It's not every day that one Burlington city councilor tweets another about porn.
But last week, Councilor Joan Shannon (D-Ward 5) fired off this titillating tweet to Councilor Emma Mulvaney-Stanak (P-Ward 3):
@emmajmsvt how many taxi drivers have pleaded w u to allow them to have porn in cabs? I’m up to 5 #WTF #BTV #BTVCC
Shannon chairs the committee that’s presently rewriting Burlington’s taxi regulation, which, as written, would replace the city's zone pricing system with taxi meters and require licensed cab drivers to follow a host of other rules. Shannon tells Seven Days that numerous cabbies have asked her — in private conversations and at a recent public meeting — to strike the section that forbids them from using or possessing pornography in their taxis while on duty.
Mulvaney-Stanak, who notes that current regulations already prohibit porn, says two cabbies have asked her to change the rule, one of them in a hand-written letter that complained the ban infringed on cabbies' "rights."
With the full city council set to take up the new taxi regulations as soon as July 11, both councilors say sanctioning, or tolerating, the use of porn is out of the question.
"We’re not trying to limit their use of pornography on their own time,” says Shannon. "And we’re not trying to limit what their customers bring along with them."
Benway's Transportation, Burlington's largest taxi service, doesn’t allow its drivers to carry porn, says owner Paul Robar.
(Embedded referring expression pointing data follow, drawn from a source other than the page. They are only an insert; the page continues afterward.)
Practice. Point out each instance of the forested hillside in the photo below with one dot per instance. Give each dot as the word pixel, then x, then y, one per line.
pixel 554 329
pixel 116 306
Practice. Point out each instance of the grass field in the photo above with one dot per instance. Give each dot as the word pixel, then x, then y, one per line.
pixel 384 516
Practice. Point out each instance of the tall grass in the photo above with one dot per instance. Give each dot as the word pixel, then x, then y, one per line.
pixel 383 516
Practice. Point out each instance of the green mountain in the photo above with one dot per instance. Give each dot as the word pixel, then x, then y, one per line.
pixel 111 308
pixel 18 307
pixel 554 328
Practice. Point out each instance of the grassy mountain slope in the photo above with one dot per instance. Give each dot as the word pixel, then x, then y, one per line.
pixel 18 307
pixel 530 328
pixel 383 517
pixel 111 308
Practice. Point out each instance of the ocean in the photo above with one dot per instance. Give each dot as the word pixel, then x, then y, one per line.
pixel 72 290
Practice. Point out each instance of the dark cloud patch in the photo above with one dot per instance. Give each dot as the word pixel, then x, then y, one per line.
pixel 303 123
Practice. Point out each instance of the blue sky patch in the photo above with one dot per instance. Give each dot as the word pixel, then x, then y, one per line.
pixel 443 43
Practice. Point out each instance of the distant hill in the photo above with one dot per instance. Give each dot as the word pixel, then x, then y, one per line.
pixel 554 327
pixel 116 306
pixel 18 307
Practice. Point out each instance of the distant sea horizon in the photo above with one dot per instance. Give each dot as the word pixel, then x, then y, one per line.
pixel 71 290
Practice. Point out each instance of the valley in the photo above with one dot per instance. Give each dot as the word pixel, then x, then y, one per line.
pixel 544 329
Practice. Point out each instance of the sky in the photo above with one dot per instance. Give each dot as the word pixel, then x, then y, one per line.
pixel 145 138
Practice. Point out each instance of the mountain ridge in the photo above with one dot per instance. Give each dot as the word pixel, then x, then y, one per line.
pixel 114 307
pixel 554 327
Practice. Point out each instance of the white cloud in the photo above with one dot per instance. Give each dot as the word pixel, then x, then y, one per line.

But Robar's still a little uneasy with the city banning drivers from having it.
"Do I want them looking at naked stuff? No," says Robar. "But on the other hand, the city is so out there on the reaching, so who knows what they’re calling porn at this point?"
Not surprisingly, Shannon's tweet earned the city councilor some unwanted attention.
"It turns out if you tweet ‘porn,’ strange people start following you,” she says. “I got some very scantily clad followers and knocked them off."
Anthony Weiner, the councilor says, was not among them.